Wrecked by Nicholas’s death, Bee was in no condition to bring up a child, and her parents did not feel able to do so either, so Verity Hunt took over. She adopted Zillah, and then seven years later, when Bee was finally well enough to look after herself again and live a normal life, Verity invented the “second cousin” story so that Bee could become a regular presence in Zillah’s life and have a close relationship with her daughter. Regularly in the years that followed, Verity advised Bee to tell Zillah the truth, but Bee refused. She feared Zillah would reject her altogether if she knew that, for seven years, Bee had neglected her motherly duties—that was how Bee put it to herself, at any rate. No matter how often Verity told her to stop being ashamed of herself when she had done nothing wrong, Bee chose to remain the unsullied aunt in Zillah’s life rather than risking presenting herself as the mother who abandoned, however involuntarily, her daughter.
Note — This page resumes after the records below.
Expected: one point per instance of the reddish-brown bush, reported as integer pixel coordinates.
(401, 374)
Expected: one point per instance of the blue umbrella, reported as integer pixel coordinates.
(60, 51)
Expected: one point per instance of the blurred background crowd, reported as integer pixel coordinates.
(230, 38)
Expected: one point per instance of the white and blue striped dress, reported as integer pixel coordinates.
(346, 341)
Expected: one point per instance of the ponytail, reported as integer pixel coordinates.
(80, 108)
Verity, Bee and Zillah all lived together in South Devon until about two years ago. It was only in November 1929 that Verity visited a friend in Norfolk, saw Duluth Cottage with a “For Sale” sign outside it, and fell in love. She and Zillah had soon moved to their new home, and of course Bee followed them a few weeks later. Bee and Zillah, both nurses, found work at St. Walstan’s hospital. None of them had the slightest idea that Iris, the monstrous sister who disappeared all those years ago, had become Vivienne Laurier and lived only a short distance away, in Frellingsloe House.
One thing I would like you to know, Edward, is that Bee can see that I am no longer the Iris she knew. She has a new sister now: me, Vivienne. She loves me, and I love her. It is a wonderful blessing to have this happen at the end of my life, and it is a great comfort to Bee to know that I was so shocked by Iris’s behavior toward her that I took the steps I did to ensure that wicked creature would cause no harm to others in the future.
I am glad, in spite of everything, that your mother persuaded me to invite you and M. Poirot to Frellingsloe House. My darling late husband, with whom I am constantly in communication (no, I do not expect you to believe it, but it is true nonetheless), is tickled pink that his murder was solved by the great Hercule Poirot.